Stress Assessment A-2
As a police officer, Jessica describes having an unpredictable and stressful, yet meaningful line of work. Jessica displays agitation and reluctance to answer the interviewer’s questions and insists that she is able to handle all the tasks related to her job. To cope with stress, she runs and also writes in a journal. She says she is not currently dating and “used to” go to her co-workers for support. When asked to elaborate she declines to answer.
Stress Assessment A-3
Susie displays a depressed and anxious affect. The main stressor in her life is her inability to sleep. She gives run-on answers as she describes “zoning out” in college classes, causing difficulty with coursework, and describes relationship difficulties with her boyfriend, who she thought was in love with her. She describes waking up well before her classes, but yet arrives late and cannot understand why. Six years ago, Susie’s father diagnosed her as having depression and she began treatment with medication. Her parent’s “condition” for her attending college was that she have her depression “in-check.” She describes being overwhelmed with numerous stressors. Her primary coping mechanism for stress is listening to music but that creates issues with her boyfriend. She emphasizes that she does not have any role models or people who can help her deal with her stress.
Stress Assessment A-4
John describes “normal” stressors in his life as being his girlfriend and wrestling. He reports he cannot wrestle unless he obtains a note from a doctor. John exhibits some agitation with the interviewer’s questions. He does not feel he has any issues with stress that he cannot handle himself. To cope with daily stressors, John works out and wrestles. He reports that he has his girlfriend, parents, and brother with whom he can talk to as needed.
Stress Assessment A-5
Karen is currently experiencing a high amount of stress caused by her son and his conduct disorder related problems, which led to a recent separation from her husband. She sought help from a school counselor and admits to drinking alcohol to cope. She used to do yoga and recognizes that it did help her in the past. Karen has several girlfriends she says she can talk with about her stress, but misses speaking with her husband since they separated.
Stress Assessment A-6
Sarah is currently experiencing increased stressed due to her husband’s recent retirement. She feels that since he retired, he lost his sense of purpose and she needs time to herself. She also describes stress related to the absence of a relationship between her husband and son, whom she feels she has been raising on her own. The five-week duration of these issues, has given her a sense of helplessness, but she does have hope that life can change for the better. Sarah demonstrates someone who can give thoughtful, sophisticated, mature responses. She has good insight into the causes of her stress and ways in which she can possibly remedy her stress. Although she does not feel there are people close to her that she can speak with, other than her children, she sought out various methods to cope, including researching coping methods online, attending church, exercising, and taking prescription medication.

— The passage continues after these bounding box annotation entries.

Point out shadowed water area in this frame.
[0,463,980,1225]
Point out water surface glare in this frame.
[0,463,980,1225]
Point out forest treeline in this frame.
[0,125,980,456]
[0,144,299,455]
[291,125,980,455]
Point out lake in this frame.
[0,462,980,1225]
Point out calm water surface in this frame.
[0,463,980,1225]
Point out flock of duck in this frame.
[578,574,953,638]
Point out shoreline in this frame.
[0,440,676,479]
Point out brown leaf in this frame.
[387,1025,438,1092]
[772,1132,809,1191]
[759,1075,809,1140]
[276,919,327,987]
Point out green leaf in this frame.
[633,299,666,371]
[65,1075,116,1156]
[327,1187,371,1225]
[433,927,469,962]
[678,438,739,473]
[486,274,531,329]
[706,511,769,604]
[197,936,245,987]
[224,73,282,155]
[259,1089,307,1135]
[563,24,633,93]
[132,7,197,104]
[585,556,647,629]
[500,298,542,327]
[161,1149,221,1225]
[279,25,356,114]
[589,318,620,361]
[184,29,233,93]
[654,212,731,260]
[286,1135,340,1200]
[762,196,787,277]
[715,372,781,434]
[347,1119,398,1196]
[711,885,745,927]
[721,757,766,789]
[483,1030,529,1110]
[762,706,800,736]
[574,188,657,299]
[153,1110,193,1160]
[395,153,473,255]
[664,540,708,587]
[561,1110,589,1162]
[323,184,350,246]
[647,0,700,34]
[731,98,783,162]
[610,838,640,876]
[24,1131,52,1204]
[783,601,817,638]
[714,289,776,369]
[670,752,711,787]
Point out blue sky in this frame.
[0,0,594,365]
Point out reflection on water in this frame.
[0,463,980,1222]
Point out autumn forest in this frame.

Stress Assessment Tool A-7
Mrs. Davis is currently dealing with challenges related to her daughter Katie’s temper. Katie’s tantrums have not stopped and have added stress to her family, including stress in her relationship with her husband. As a result from the increased stress, Mrs. Davis feels as if she is failing her child and admits that she feels like she doesn’t like her daughter. Mrs. Davis demonstrates someone who provides thoughtful, sophisticated, and mature responses. Lately, she describes feelings that are more sadness than depression. She sought out help to deal with the stress, contacting therapists and her daughter’s teachers, but does not feel there are any “tools” that she can use to help deal with the problem. As for her own stress, she does not smoke or use drugs, but drinks and has various methods to relax such as exercise, music, baths, and cleaning the house, which she describes as giving her a sense of control. She provides clear insight into the importance of coping mechanisms and how they helped her and her husband’s relationship. As a result of the stress, she feels she cannot confide in her husband like she used to, but has a network of support from her friends.